Why CalPERS is rethinking its ‘core 30’ concept

The pension plan’s strategy to reduce GP relationships to a core group has not delivered the benefits it expected.

The California Public Employees’ Retirement System‘s 2011 plan to reduce the list of its core private equity managers has failed to deliver intended improvements, according to Monday’s investment committee meeting.

CalPERS’ so-called ‘core 30’ is the pension plan’s list of private equity managers that was formed as part of a five-year strategic programme to reduce complexity and the cost of managing the portfolio. It was intended to allow CalPERS to take advantage of a broad range of investment opportunities such as co-investments and customised accounts.

However, some of these goals have not materialised, prompting questions around the future of the core 30 from CalPERS’ PE consultant Meketa Investment Group and some of its board members.

Meketa noted in its annual review that portfolio complexity and monitoring intensity as measured by the number of capital transactions and amendment requests has not diminished. It also pointed said CalPERS “has not benefited from meaningful fee reductions that were not available to similarly situated limited partners”.

In addition, CalPERS has not been pursuing co-investment opportunities and discussions about separate accounts have not led to commitments. It has also struggled in deploying larger amounts of capital with fewer managers as planned.

“We’re not seeing the kind of partnership opportunities where there’s co-investments and separate accounts that can be taken advantage of,” Steven Hartt, a principal with Meketa, told the CalPERS’ board members during Monday’s meeting.

“In some cases, it might be a little of how a number of these large managers tend to want to do their partnership activities. What I mean is there can be groups like Blackstone or Carlyle that look to do partnership activities across a number of asset classes as opposed to just private equity and working with CalPERS to do those kinds of activities across multiple asset classes can be a little complex.”

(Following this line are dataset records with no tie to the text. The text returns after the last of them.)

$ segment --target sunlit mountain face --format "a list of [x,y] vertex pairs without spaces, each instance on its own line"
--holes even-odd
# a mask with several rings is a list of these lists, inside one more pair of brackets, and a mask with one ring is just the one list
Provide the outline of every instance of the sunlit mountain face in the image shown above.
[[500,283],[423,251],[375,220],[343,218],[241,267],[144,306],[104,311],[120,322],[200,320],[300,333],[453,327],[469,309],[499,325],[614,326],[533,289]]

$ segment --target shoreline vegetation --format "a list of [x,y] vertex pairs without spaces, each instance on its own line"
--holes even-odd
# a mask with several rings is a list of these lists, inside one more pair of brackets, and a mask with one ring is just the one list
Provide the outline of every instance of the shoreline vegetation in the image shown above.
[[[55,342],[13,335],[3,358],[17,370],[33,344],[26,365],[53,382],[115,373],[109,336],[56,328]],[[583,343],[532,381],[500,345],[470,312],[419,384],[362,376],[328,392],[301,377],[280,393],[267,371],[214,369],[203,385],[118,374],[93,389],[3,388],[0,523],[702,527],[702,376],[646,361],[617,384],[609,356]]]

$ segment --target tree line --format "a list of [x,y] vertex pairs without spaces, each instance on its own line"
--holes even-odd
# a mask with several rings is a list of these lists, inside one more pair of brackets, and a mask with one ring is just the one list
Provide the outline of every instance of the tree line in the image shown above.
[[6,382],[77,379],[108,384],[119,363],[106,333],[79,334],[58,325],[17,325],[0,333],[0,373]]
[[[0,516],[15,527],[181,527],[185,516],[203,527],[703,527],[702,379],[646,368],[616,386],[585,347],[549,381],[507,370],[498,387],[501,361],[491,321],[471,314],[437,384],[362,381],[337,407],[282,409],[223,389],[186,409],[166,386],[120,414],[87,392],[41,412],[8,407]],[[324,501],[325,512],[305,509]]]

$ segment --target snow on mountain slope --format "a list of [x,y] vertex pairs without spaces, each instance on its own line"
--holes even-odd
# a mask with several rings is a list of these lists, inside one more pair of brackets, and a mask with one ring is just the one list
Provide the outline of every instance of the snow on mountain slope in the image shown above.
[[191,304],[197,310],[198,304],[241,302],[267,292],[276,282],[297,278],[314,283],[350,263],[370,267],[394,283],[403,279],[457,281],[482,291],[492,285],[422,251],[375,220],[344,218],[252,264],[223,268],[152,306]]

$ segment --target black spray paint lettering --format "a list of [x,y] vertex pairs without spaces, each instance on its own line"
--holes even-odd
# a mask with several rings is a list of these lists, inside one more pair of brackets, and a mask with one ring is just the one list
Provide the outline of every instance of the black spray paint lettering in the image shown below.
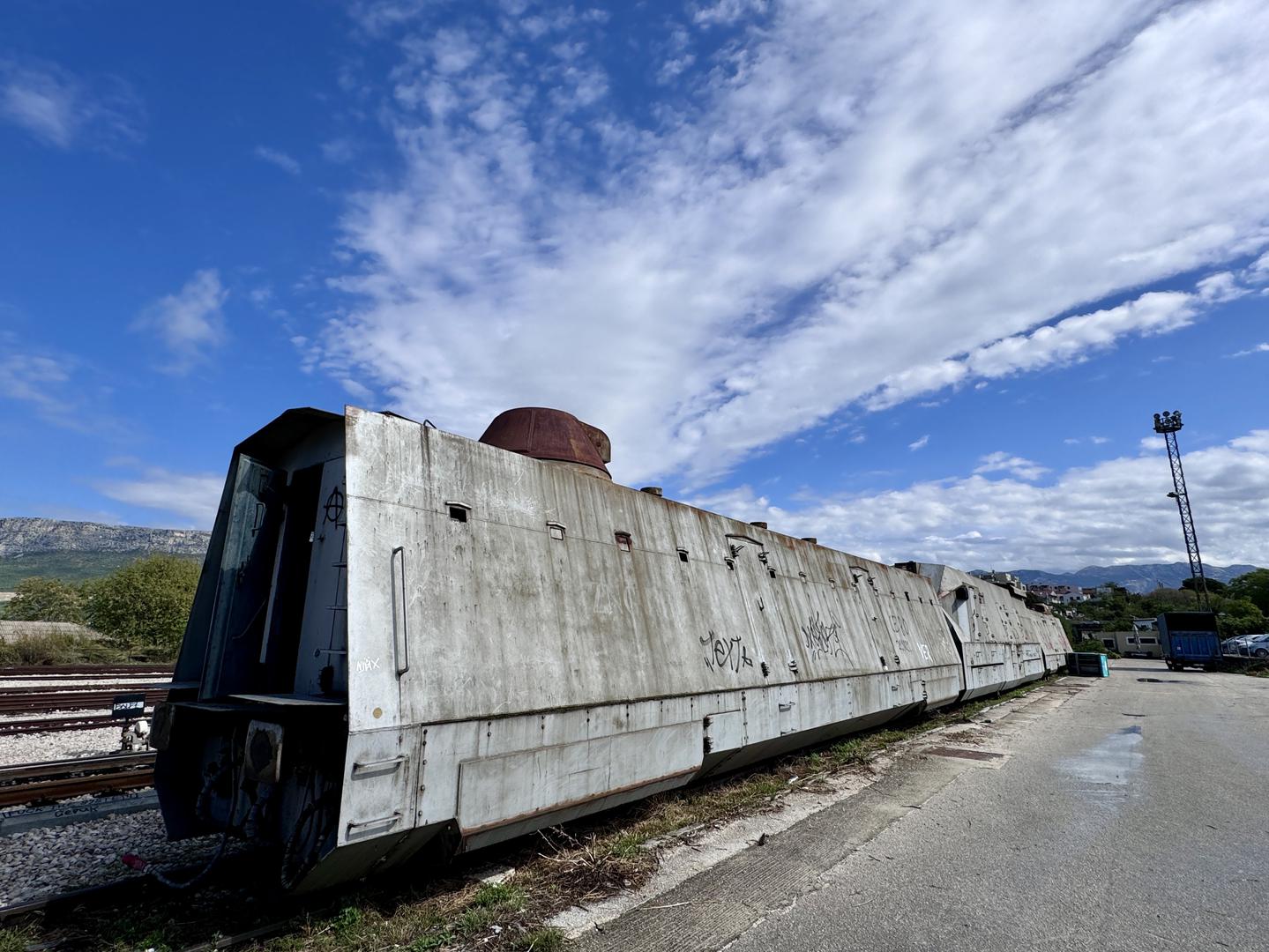
[[815,660],[821,654],[836,658],[846,653],[845,646],[841,644],[840,630],[841,625],[832,619],[824,621],[820,617],[820,612],[816,612],[807,620],[802,626],[802,643],[811,652],[811,660]]
[[706,667],[709,671],[731,671],[739,674],[741,668],[754,667],[754,659],[741,644],[740,635],[723,638],[711,631],[700,639],[700,644],[706,646]]

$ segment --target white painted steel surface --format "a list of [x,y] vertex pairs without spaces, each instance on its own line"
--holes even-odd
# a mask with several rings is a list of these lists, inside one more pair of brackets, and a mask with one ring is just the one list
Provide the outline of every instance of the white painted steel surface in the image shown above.
[[392,415],[348,408],[339,459],[331,422],[306,450],[330,525],[294,678],[320,693],[335,649],[326,692],[348,697],[341,848],[315,881],[445,828],[483,846],[999,691],[1066,650],[1055,619],[956,569],[871,562]]

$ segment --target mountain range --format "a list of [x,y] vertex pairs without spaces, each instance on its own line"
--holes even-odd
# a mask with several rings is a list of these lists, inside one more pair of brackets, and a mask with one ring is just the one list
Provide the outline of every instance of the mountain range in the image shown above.
[[[1230,582],[1256,565],[1204,565],[1203,574],[1217,582]],[[1085,565],[1077,572],[1043,572],[1041,569],[1006,569],[1023,583],[1033,586],[1079,586],[1096,588],[1107,582],[1123,586],[1129,592],[1145,595],[1156,588],[1180,588],[1181,582],[1190,577],[1189,563],[1164,562],[1141,565]]]
[[202,559],[209,539],[211,532],[194,529],[0,518],[0,592],[13,591],[18,582],[32,576],[65,582],[98,578],[151,553]]
[[[170,553],[201,559],[211,532],[195,529],[108,526],[56,518],[0,517],[0,591],[13,591],[23,578],[48,576],[82,582],[108,574],[150,553]],[[1208,578],[1228,582],[1255,565],[1204,565]],[[980,569],[981,570],[981,569]],[[1179,588],[1189,578],[1184,562],[1141,565],[1088,565],[1079,572],[1009,569],[1027,584],[1094,588],[1115,582],[1129,592]]]

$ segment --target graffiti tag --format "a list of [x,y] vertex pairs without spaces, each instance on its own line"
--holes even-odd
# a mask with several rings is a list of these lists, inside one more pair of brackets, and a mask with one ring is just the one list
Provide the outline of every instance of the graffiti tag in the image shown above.
[[754,659],[749,657],[749,649],[741,644],[740,635],[725,638],[711,631],[700,639],[706,649],[706,667],[709,671],[731,671],[740,673],[741,668],[753,668]]
[[832,619],[824,621],[820,617],[820,612],[810,617],[802,626],[802,643],[811,652],[811,660],[815,660],[821,654],[836,658],[846,653],[845,646],[841,644],[840,630],[840,624]]

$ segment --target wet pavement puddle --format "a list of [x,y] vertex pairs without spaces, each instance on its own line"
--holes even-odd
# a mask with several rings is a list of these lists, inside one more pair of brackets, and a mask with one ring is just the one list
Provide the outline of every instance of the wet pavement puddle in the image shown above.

Meketa’s mixed review of CalPERS’ core 30 prompted several questions from board members.

Betty Yee, California’s state controller, asked whether the concept should be dropped or whether CalPERS could expand the list.

Hartt replied that the investment staff has a process to alter the list and has considered other managers. “From what I’ve heard from staff more recently is that they would look to have some more than just 30 managers on their list,” he said. “I don’t think there’s been a decision as to exactly how many, but I know that other plans do have a larger set.”

Priya Mathur, a board member, asked Hartt what he considers the right level of concentration versus diversification in the PE portfolio of very large and smaller buyout funds. “Do you have a sense of what that sweet spot might be for an organisation of our size?” she asked.

Hartt said that Meketa and the investment staff need to do some more research to come up with an answer, but he also said that commitments to small buyout firms wouldn’t move the needle much unless there were hundreds done.

If CalPERS decides to take advantage of co-investments it should ensure its private equity underwriting team gains experience in the field, Hartt added.

“In terms of staffing to be able to execute that, what I have seen now is that there are just a few members of the team, the underwriting team, that have experience in doing co-investments,” he said. “I would think that in order to do more co-investments that more staff should be able to have experience in doing that, whether that is a training and mentorship programme within CalPERS, whether it’s going out to other groups, lots of different ways to do that.”

The board asked Meketa and CalPERS’ investment staff to study possibilities to refine its core 30 list and assess its ideal size.

CalPERS’ net asset value for its private equity portfolio was $25.9 billion as of 30 June.